Admittedly, Crighton himself may be a parody.
Or travesty. One or the other, anyway...
No, outeast, I meant the commenter from Tara's thread quoted above in the post.
"The sole difference between you and me is that you are still blindfolded by a century of dogmatic thinking..."
sounds like a perfect ripoff of the
"century of Darwinian science and no proof"
arguments made by creationists.
Your Michael Crichton quote sounds a little like Scott Adams' drivel. But what I don't get about Crichton is that he writes medical drama. Do you think he was just making the point that scientific theories are never "proven"? Or is he a stealth woo woo?
Crighton isn't a stealth woo-woo... he's a about waist-deep in the stuff. He's evolved from an amusing science fiction writer into a fiction-writing version of Graham Hancock.
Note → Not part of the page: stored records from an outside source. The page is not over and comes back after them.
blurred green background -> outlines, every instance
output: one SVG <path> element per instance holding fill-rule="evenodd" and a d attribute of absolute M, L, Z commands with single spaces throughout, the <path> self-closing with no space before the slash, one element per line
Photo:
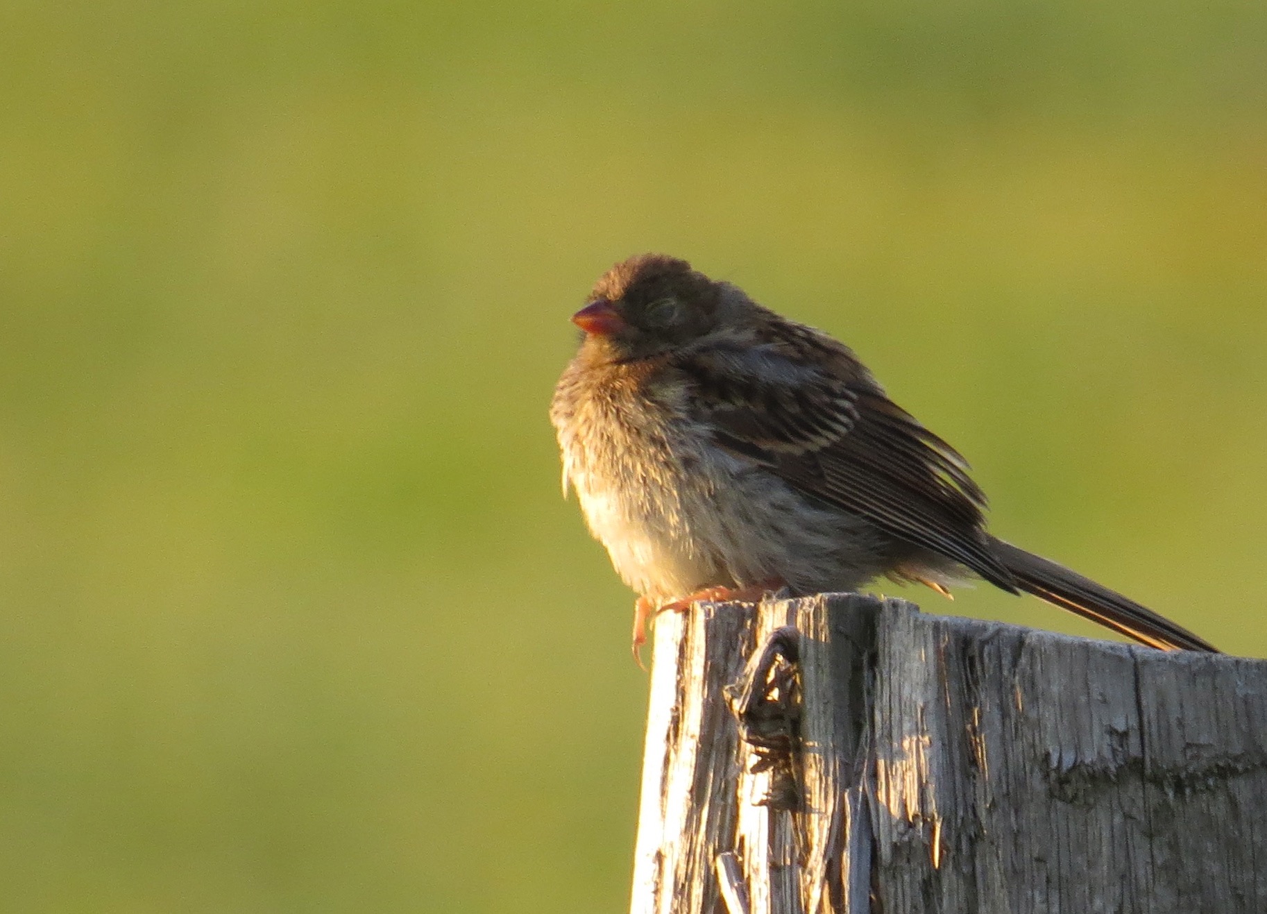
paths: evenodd
<path fill-rule="evenodd" d="M 0 909 L 625 908 L 646 679 L 546 406 L 634 252 L 848 340 L 996 532 L 1267 654 L 1264 41 L 5 3 Z"/>

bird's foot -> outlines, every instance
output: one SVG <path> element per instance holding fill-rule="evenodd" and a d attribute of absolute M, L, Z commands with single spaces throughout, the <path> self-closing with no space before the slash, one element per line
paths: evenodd
<path fill-rule="evenodd" d="M 634 603 L 634 662 L 637 663 L 640 669 L 646 671 L 646 667 L 642 664 L 642 645 L 646 644 L 647 622 L 661 612 L 685 612 L 693 603 L 701 601 L 721 602 L 739 600 L 756 602 L 765 597 L 767 593 L 773 593 L 780 587 L 783 587 L 782 581 L 763 581 L 748 587 L 704 587 L 680 600 L 670 600 L 665 603 L 658 603 L 651 597 L 639 597 L 637 602 Z"/>

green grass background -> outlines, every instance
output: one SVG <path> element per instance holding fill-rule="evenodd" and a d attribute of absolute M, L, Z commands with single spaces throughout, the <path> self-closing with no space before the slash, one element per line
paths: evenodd
<path fill-rule="evenodd" d="M 1267 654 L 1264 39 L 0 5 L 0 910 L 626 905 L 646 679 L 546 406 L 639 251 L 848 340 L 996 532 Z"/>

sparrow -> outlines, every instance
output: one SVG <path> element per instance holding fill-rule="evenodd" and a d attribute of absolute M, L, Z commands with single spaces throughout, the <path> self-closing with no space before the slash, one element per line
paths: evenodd
<path fill-rule="evenodd" d="M 691 264 L 616 264 L 573 316 L 583 331 L 550 418 L 564 494 L 647 620 L 696 600 L 856 591 L 887 577 L 949 596 L 981 578 L 1163 650 L 1216 649 L 986 530 L 986 496 L 944 440 L 888 398 L 844 344 Z"/>

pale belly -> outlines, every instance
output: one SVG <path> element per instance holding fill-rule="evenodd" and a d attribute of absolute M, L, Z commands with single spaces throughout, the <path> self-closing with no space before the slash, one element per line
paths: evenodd
<path fill-rule="evenodd" d="M 869 527 L 811 503 L 718 447 L 651 435 L 565 445 L 585 520 L 621 578 L 654 598 L 768 582 L 798 592 L 856 589 L 881 569 Z"/>

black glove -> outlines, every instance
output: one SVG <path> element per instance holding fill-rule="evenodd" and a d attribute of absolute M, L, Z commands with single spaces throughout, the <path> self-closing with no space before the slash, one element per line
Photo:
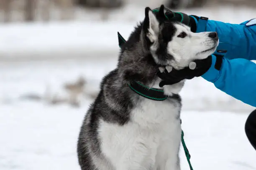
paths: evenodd
<path fill-rule="evenodd" d="M 152 10 L 156 14 L 159 12 L 160 7 L 153 9 Z M 195 32 L 197 30 L 197 24 L 194 18 L 196 18 L 197 21 L 199 20 L 199 17 L 196 15 L 188 15 L 182 12 L 178 12 L 172 11 L 170 9 L 165 7 L 166 10 L 165 15 L 168 18 L 168 20 L 180 22 L 191 28 L 191 31 Z M 194 18 L 192 17 L 193 16 Z"/>
<path fill-rule="evenodd" d="M 205 74 L 212 65 L 212 55 L 205 59 L 196 60 L 190 62 L 189 67 L 183 69 L 172 70 L 168 72 L 166 69 L 161 72 L 159 71 L 157 75 L 162 81 L 160 82 L 160 87 L 164 85 L 171 85 L 177 83 L 184 79 L 192 79 L 195 77 L 200 77 Z"/>

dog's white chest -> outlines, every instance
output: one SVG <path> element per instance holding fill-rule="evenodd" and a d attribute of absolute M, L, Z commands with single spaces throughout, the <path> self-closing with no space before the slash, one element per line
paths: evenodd
<path fill-rule="evenodd" d="M 179 170 L 180 108 L 175 100 L 146 100 L 135 107 L 128 123 L 102 122 L 102 152 L 116 170 Z"/>

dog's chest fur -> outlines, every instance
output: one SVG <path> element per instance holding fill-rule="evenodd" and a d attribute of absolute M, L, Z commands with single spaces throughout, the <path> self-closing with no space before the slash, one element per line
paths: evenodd
<path fill-rule="evenodd" d="M 179 161 L 180 102 L 176 95 L 163 101 L 140 97 L 127 123 L 120 126 L 100 121 L 101 150 L 115 169 L 128 169 L 125 166 L 131 165 L 134 169 L 176 169 L 173 165 Z"/>

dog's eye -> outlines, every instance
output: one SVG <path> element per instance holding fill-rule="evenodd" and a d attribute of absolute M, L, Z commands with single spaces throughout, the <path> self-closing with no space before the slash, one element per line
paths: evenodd
<path fill-rule="evenodd" d="M 179 37 L 180 38 L 184 38 L 185 37 L 187 37 L 187 34 L 185 32 L 182 32 L 179 35 L 178 35 L 178 37 Z"/>

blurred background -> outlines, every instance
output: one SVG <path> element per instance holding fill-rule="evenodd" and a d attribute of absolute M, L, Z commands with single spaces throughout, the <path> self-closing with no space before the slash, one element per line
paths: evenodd
<path fill-rule="evenodd" d="M 102 78 L 146 6 L 239 24 L 255 0 L 0 0 L 0 170 L 79 170 L 76 145 Z M 181 93 L 195 170 L 256 170 L 244 125 L 254 109 L 202 78 Z M 182 169 L 189 170 L 183 149 Z"/>

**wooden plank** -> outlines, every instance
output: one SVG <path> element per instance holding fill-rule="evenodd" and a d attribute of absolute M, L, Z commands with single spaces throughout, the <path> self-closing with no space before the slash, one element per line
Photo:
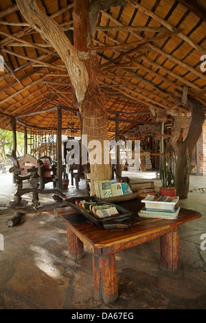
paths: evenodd
<path fill-rule="evenodd" d="M 137 3 L 137 1 L 134 1 L 134 0 L 128 0 L 128 1 L 131 4 L 133 4 L 136 8 L 139 9 L 141 11 L 148 14 L 149 16 L 153 18 L 154 20 L 160 23 L 162 25 L 168 28 L 169 30 L 173 30 L 173 31 L 176 30 L 176 28 L 172 26 L 172 25 L 169 23 L 165 19 L 161 18 L 159 16 L 157 16 L 157 14 L 154 14 L 154 12 L 149 10 L 148 9 L 146 8 L 143 5 L 140 5 L 139 3 Z M 190 45 L 191 47 L 192 47 L 196 50 L 197 50 L 198 52 L 201 53 L 203 55 L 205 54 L 205 50 L 203 47 L 201 47 L 198 44 L 195 43 L 193 41 L 192 41 L 192 39 L 190 39 L 187 36 L 186 36 L 183 32 L 179 33 L 179 36 L 181 39 L 183 39 L 184 41 L 185 41 L 188 45 Z"/>
<path fill-rule="evenodd" d="M 83 243 L 76 236 L 67 225 L 67 245 L 69 257 L 73 260 L 81 259 L 84 254 Z"/>
<path fill-rule="evenodd" d="M 62 186 L 62 111 L 57 108 L 57 131 L 56 131 L 56 159 L 57 159 L 57 172 L 58 176 L 57 188 L 61 190 Z"/>
<path fill-rule="evenodd" d="M 194 0 L 178 0 L 178 2 L 196 14 L 203 21 L 206 21 L 206 10 L 197 1 Z"/>
<path fill-rule="evenodd" d="M 98 257 L 93 255 L 94 296 L 108 303 L 118 297 L 118 285 L 115 256 Z"/>
<path fill-rule="evenodd" d="M 137 211 L 143 203 L 138 204 Z M 106 230 L 101 227 L 75 227 L 69 221 L 71 230 L 95 254 L 109 255 L 138 244 L 152 240 L 174 230 L 177 225 L 195 220 L 201 216 L 201 213 L 192 210 L 181 208 L 176 220 L 152 219 L 141 220 L 124 231 Z M 68 219 L 68 217 L 67 217 Z"/>
<path fill-rule="evenodd" d="M 160 237 L 160 267 L 166 271 L 176 271 L 178 269 L 179 237 L 176 228 Z"/>
<path fill-rule="evenodd" d="M 150 37 L 143 38 L 141 41 L 132 41 L 130 43 L 124 43 L 123 44 L 114 45 L 104 45 L 104 46 L 94 46 L 91 50 L 96 50 L 97 52 L 104 52 L 105 50 L 116 49 L 119 48 L 126 48 L 130 46 L 139 46 L 140 45 L 146 44 L 150 41 L 156 42 L 160 39 L 163 39 L 168 37 L 172 37 L 172 36 L 177 35 L 181 33 L 182 30 L 176 30 L 174 32 L 168 32 L 161 36 L 157 36 L 156 37 Z"/>

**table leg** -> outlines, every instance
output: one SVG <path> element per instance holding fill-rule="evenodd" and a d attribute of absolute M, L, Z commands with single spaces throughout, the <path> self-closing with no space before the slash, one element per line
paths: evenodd
<path fill-rule="evenodd" d="M 160 237 L 160 247 L 161 269 L 168 271 L 175 271 L 177 270 L 179 258 L 177 230 Z"/>
<path fill-rule="evenodd" d="M 67 227 L 67 244 L 69 256 L 73 259 L 81 259 L 84 253 L 83 243 L 76 236 L 69 226 Z"/>
<path fill-rule="evenodd" d="M 95 298 L 106 303 L 118 297 L 115 256 L 99 257 L 93 255 Z"/>

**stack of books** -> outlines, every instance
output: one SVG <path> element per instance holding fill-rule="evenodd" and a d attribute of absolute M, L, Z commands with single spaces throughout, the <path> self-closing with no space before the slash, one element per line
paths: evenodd
<path fill-rule="evenodd" d="M 116 208 L 109 204 L 96 203 L 92 201 L 76 201 L 76 205 L 92 215 L 95 219 L 104 219 L 108 216 L 119 215 Z"/>
<path fill-rule="evenodd" d="M 180 208 L 176 204 L 179 197 L 155 197 L 148 195 L 141 201 L 145 203 L 138 214 L 141 217 L 166 219 L 175 220 L 179 213 Z"/>
<path fill-rule="evenodd" d="M 100 199 L 133 193 L 128 183 L 118 182 L 117 179 L 108 181 L 95 181 L 94 185 L 96 197 Z"/>

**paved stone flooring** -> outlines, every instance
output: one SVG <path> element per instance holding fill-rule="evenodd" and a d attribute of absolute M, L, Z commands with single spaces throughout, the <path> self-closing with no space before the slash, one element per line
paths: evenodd
<path fill-rule="evenodd" d="M 131 180 L 155 177 L 154 172 L 126 172 L 125 175 Z M 161 182 L 155 178 L 154 181 L 158 190 Z M 202 217 L 179 226 L 178 271 L 168 274 L 160 270 L 159 238 L 119 252 L 116 263 L 119 296 L 111 304 L 93 297 L 92 258 L 87 247 L 82 260 L 69 258 L 62 219 L 53 212 L 27 214 L 21 223 L 8 227 L 5 221 L 10 216 L 0 217 L 0 234 L 4 238 L 4 250 L 0 250 L 0 309 L 205 309 L 204 187 L 205 177 L 191 176 L 188 199 L 179 202 L 180 206 L 201 212 Z M 0 174 L 0 205 L 12 201 L 15 190 L 11 175 Z M 69 197 L 84 196 L 84 181 L 78 191 L 69 185 L 65 192 Z M 30 194 L 25 199 L 30 201 Z M 49 197 L 42 199 L 43 203 L 49 201 Z"/>

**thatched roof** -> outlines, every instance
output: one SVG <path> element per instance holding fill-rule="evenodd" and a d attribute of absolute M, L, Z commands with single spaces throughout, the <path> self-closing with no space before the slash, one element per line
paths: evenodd
<path fill-rule="evenodd" d="M 37 3 L 65 32 L 72 30 L 72 1 Z M 17 118 L 18 131 L 23 124 L 55 129 L 56 107 L 61 106 L 64 133 L 72 135 L 66 129 L 74 129 L 78 135 L 79 115 L 61 59 L 28 26 L 15 1 L 1 0 L 0 9 L 5 68 L 0 71 L 0 128 L 10 130 L 12 116 Z M 205 106 L 206 75 L 201 69 L 201 58 L 206 55 L 205 30 L 205 0 L 128 0 L 126 6 L 99 12 L 93 45 L 109 137 L 115 132 L 117 111 L 122 131 L 137 124 L 153 124 L 159 111 L 186 115 L 180 105 L 185 86 L 190 97 Z M 36 111 L 41 113 L 32 114 Z"/>

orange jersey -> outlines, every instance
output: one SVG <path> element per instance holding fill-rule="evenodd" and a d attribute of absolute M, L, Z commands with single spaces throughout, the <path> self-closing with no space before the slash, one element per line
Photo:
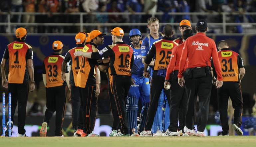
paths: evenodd
<path fill-rule="evenodd" d="M 45 58 L 43 73 L 46 74 L 46 76 L 47 88 L 63 85 L 64 81 L 61 78 L 61 67 L 64 60 L 64 57 L 54 53 Z"/>
<path fill-rule="evenodd" d="M 165 37 L 153 43 L 149 51 L 145 63 L 149 64 L 152 59 L 155 56 L 154 70 L 167 69 L 170 61 L 172 51 L 178 44 L 175 42 Z"/>
<path fill-rule="evenodd" d="M 69 50 L 67 52 L 64 58 L 64 61 L 66 63 L 67 63 L 70 61 L 70 64 L 71 66 L 70 72 L 72 73 L 70 73 L 69 77 L 70 84 L 71 85 L 74 85 L 76 86 L 77 86 L 76 84 L 76 76 L 80 68 L 82 56 L 75 57 L 74 53 L 76 51 L 82 50 L 83 48 L 82 45 L 79 44 L 77 47 Z"/>
<path fill-rule="evenodd" d="M 21 84 L 24 79 L 28 81 L 27 61 L 33 59 L 30 46 L 23 42 L 13 42 L 7 45 L 3 57 L 9 59 L 8 83 Z"/>
<path fill-rule="evenodd" d="M 88 43 L 83 47 L 84 52 L 97 52 L 96 45 L 93 43 Z M 88 59 L 82 57 L 80 63 L 80 69 L 76 77 L 76 84 L 77 86 L 85 88 L 86 86 L 95 84 L 95 67 L 97 61 L 95 60 Z"/>
<path fill-rule="evenodd" d="M 189 59 L 188 68 L 210 66 L 212 57 L 215 67 L 217 79 L 222 80 L 220 65 L 218 56 L 216 45 L 212 39 L 202 33 L 188 38 L 185 41 L 180 61 L 179 78 L 183 77 L 183 72 L 187 58 Z"/>
<path fill-rule="evenodd" d="M 110 57 L 111 75 L 131 76 L 133 63 L 133 50 L 125 42 L 118 42 L 108 46 L 97 53 L 92 54 L 92 58 Z"/>
<path fill-rule="evenodd" d="M 218 52 L 218 55 L 220 62 L 223 82 L 238 82 L 239 75 L 238 68 L 243 67 L 243 65 L 242 67 L 241 65 L 238 67 L 239 54 L 229 49 L 222 49 Z"/>

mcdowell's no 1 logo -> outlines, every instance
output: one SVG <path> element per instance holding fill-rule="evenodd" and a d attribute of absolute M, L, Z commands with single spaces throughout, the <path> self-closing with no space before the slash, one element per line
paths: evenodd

Thinks he knows a lot, panders to the "well how do you really KNOW anything?" crowd, and generally mucks up his science by playing up that angle. He's become a pseudoscience-fiction writer, but has drank so much of his own Kool-Aid that he's convinced himself he knows what he's talking about. It was one thing when he was writing fiction books denying the reality of global warming; it's another thing entirely now that he's joined the lecture circuit and testified at a congressional hearing about climate change.